Jeanette Dincin | |
---|---|
Born | August 26, 1902 Brooklyn, New York |
Died | November 1967 |
Other names | Jeannette Dincin Ysaÿe |
Occupation | Violinist |
Spouse | Eugène Ysaÿe |
Relatives | Theo Ysaÿe (brother-in-law) |
Jeanette Dincin Ysaÿe (August 26, 1902 – November 1967), also seen as Jeannette Dincin Ysaÿe, was an American violinist and violin teacher. She was a student and personal secretary of Eugène Ysaÿe, and became his wife in 1927.
Dincin was from Brooklyn, the daughter of Herman Dincin and Lena Tietze Dincin.[1] Her father was a physician.[2] She studied violin as a child at the New York College of Music,[3] and later with Leopold Auer, Otakar Ševčik, and Ysaÿe.[4]
Dincin made her concert debut in Paris in 1923,[4] and performed in Germany, Switzerland, Spain, Belgium and England in the 1920s.[2] She taught violin at the Royal Conservatory of Brussels, and in private lessons for Queen Elisabeth of Belgium.[5] She cared for her husband in his last years at their home in Brussels, and after his death promoted his work, while performing and teaching in the United States.[6][7][8] She played his Guarneri violin in at least one concert, in New York in 1932;[9] the same violin was played by Isaac Stern from 1965 to 1998.[10][11]
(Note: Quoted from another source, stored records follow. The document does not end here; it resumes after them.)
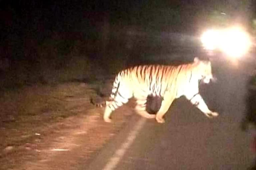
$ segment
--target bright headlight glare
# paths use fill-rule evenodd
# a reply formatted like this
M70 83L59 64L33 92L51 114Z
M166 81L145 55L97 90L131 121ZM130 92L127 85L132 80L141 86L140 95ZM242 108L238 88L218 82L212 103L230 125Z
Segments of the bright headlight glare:
M234 57L246 54L251 45L249 35L239 27L207 31L202 35L201 41L206 49L218 49Z
M218 47L218 30L211 30L205 32L201 37L201 41L206 49L213 50Z

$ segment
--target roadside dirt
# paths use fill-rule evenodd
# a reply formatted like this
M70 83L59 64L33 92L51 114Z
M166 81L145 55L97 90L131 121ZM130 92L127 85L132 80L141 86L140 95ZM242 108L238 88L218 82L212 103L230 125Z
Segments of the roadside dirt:
M102 86L104 94L112 81ZM86 165L133 112L131 105L124 106L115 111L113 123L104 122L103 108L90 103L91 97L100 98L97 86L69 83L5 93L0 98L0 169L71 170Z

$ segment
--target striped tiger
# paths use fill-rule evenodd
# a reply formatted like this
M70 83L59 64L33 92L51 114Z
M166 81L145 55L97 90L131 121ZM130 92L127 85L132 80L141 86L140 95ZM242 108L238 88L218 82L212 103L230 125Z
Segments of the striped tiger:
M104 120L111 122L112 112L133 97L136 100L136 112L147 118L155 119L159 123L165 122L163 116L173 101L182 96L207 117L217 116L218 114L209 110L199 94L199 81L208 83L213 79L210 62L197 57L193 62L178 66L137 66L123 70L116 76L110 100L105 103ZM150 95L163 99L155 115L146 111L147 97Z

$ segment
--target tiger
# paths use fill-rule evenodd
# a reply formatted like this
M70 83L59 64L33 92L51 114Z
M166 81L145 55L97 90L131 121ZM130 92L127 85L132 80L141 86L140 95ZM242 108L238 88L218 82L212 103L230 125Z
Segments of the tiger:
M133 97L136 100L135 109L138 114L148 119L155 119L158 123L164 123L164 116L173 101L183 96L207 117L218 116L217 112L209 110L199 93L199 82L209 83L215 79L210 61L197 57L188 64L138 65L122 70L116 75L109 100L105 103L103 119L111 122L112 112ZM162 99L155 114L146 111L149 95Z

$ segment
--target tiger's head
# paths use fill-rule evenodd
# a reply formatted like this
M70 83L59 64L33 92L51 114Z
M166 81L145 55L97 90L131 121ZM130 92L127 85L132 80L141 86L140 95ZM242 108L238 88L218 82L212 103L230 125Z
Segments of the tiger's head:
M195 66L197 75L199 80L202 80L205 83L209 83L211 80L216 80L212 73L212 67L209 61L201 60L197 57L194 59L193 64Z

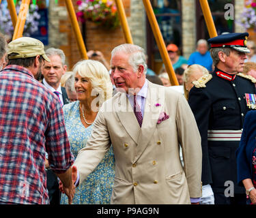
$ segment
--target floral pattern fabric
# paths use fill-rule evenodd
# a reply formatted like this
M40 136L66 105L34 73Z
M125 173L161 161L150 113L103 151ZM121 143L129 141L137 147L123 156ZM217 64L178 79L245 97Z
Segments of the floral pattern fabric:
M86 146L94 124L85 128L80 119L79 102L76 101L63 108L65 125L74 157ZM73 199L74 204L110 204L115 176L115 158L112 146L97 168L78 187ZM66 195L61 196L61 204L68 203Z

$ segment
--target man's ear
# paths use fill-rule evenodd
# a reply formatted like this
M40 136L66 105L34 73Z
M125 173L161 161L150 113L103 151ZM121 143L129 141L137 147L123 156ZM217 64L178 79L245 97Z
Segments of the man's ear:
M40 56L39 54L35 56L35 61L34 61L34 63L33 63L33 65L34 65L35 67L38 67L38 66L40 66L40 61L39 61L40 57Z
M139 65L138 67L138 77L141 78L141 75L143 75L144 73L144 66L143 65Z
M227 54L222 51L218 52L218 58L221 62L226 62Z
M68 66L67 65L63 65L63 69L64 70L64 74L67 71Z

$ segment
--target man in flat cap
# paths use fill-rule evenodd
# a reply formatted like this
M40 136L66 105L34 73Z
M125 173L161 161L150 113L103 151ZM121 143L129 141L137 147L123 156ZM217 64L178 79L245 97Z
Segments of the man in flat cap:
M0 33L0 70L2 70L5 65L5 57L7 55L7 42L5 36Z
M216 204L246 204L245 190L237 184L235 153L245 114L253 108L247 105L247 96L255 93L255 80L240 73L250 52L248 36L233 33L209 39L215 69L193 82L189 93L201 137L203 202L203 190L212 189Z
M8 66L0 74L0 204L48 204L46 152L50 167L74 193L74 157L56 95L36 78L50 61L43 44L20 37L8 45Z
M189 93L201 137L203 204L246 204L245 190L237 185L235 153L244 116L252 108L246 94L255 93L255 80L240 73L250 52L248 36L233 33L209 39L215 69L193 82ZM212 190L214 200L207 198Z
Dincin married her widowed Belgian violin teacher, Ysaÿe, in 1927.[2][12] Her husband was in ill health for much of their marriage,[13] and died in 1931.[14] She died in 1967, aged 65 years. The Juilliard School's Lila Acheson Wallace Library holds a collection of Dincin's papers, including unpublished compositions and arrangements by her husband.[15][16]